Stop saying 'This isn't my America.' Sorry, it is.

By Monica Hesse

Cheers for Donald Trump inside an election-night event in New York City. Photo / The Washington Post
Cheers for Donald Trump inside an election-night event in New York City. Photo / The Washington Post

COMMENT

So this is America, after all.

It's not the one many of us hoped we lived in right now, but it's the one verified by the electoral map, and it's the one that others of us have feared we lived in for a very long time.

All through the election, Hillary Clinton's surrogates tried to repudiate the possibility of a Donald Trump presidency and all of its strident, fear-laden rhetoric.

America is better than that, they said. Those values aren't American; those values don't represent us.

All through yesterday, Wolf Blitzer and John King bickered in front of their CNN Magic Wall about the "surprise" and "upset" of Trump's victory. No one saw it coming, they said. Nobody could explain it.

It wasn't until later that Van Jones, an African-American political commenter, broke in with a shaking, emotional voice and offered his explanation: "This was a white-lash," he said.

"This was a white-lash against a changing country. It was a white-lash against a black president, in part. And that's the part where the pain comes."

What if America isn't better than that? What if this was America all along?

Not the America that welcomed immigrant "huddled masses," but the America that kidnapped African slaves and made them build a country, brick by brick and cotton field by cotton field.

Not the America that lets women work and dress and worship as they please, but the America in which a man who sexually assaults one of them can be imprisoned for only three months. Not the America pulled along by hope but the America pushed along by aggression.

The people who were truly shocked by the outcome are those who have never experienced certain behaviours of the citizenry.

Good men don't realise that when women are walking alone, every single block can feel like a gauntlet of harassment. It's no wonder they don't realise this - bad men make sure to treat women politely when women are accompanied by male friends.

Good white people don't fully understand why people of colour fear encounters with the police, because the police have been mostly kind to them.

"I'm seeing so many posts, from mostly white friends, saying, 'America, I don't even know you,' " says Wendy Tien, a Milwaukee lawyer and second-generation Taiwanese American.

"And I'm thinking, 'Where have you been? What do you mean you don't know this America? Why haven't you seen it?' I've seen it. I see it all the time."

On Twitter, after news organisations predicted the Republican candidate's win, a woman wrote, "America: We knew this was in us. We usually like to pretend it's a mistake or something we can ignore or mock. We can't do that anymore."

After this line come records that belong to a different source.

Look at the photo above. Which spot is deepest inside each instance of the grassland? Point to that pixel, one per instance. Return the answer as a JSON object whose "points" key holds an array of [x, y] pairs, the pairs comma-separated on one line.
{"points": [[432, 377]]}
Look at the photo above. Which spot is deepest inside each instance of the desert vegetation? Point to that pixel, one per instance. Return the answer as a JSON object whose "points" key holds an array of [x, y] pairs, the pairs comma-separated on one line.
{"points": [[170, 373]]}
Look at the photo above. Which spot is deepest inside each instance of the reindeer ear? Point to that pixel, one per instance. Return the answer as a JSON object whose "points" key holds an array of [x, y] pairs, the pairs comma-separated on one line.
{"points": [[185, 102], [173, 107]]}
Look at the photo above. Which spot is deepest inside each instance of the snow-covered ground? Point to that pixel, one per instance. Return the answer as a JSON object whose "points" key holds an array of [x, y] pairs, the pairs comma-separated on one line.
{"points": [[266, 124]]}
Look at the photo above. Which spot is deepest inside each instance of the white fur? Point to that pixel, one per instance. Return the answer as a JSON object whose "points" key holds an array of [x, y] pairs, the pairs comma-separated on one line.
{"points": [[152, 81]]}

Analysts have been poring over the numbers, announcing that this was not really an election about race, but about class.

There were, after all, counties that voted for Barack Obama in 2012 and this year voted for Donald Trump.

This was not really an election about gender, but about one particular woman that many people, including in her own party, hated.

This was not really an election about xenophobia, they said, but an election about free-trade agreements and jobs.

This might all be true.

Nobody can look inside the hearts of voters and determine with certainty what makes one candidate viscerally more appealing than another.

Could this election, for some voters, have been a culmination of many factors? Economics, race, geography and gender? America's history has never been a simple narrative.

If this election taught us anything, it's that we haven't all been living in the country in the same way.

"Now do you believe us?" tweeted Xeni Jardin, an editor in California. "Us girls and women? Now do you believe Americans who are not white when they say white supremacy prevails?"

Jardin, who is white, grew up in a Southern city across from a prison, where she remembers that mostly white spectators would gather with coolers to celebrate the executions of mostly black inmates.

But, she says, polite people didn't discuss such things, just like they didn't discuss sexual violence or other mistreatment of women.

It just existed, quietly, part of the rotten underbelly of that America.

Now it exists, loudly, part of the blaring horn of this one.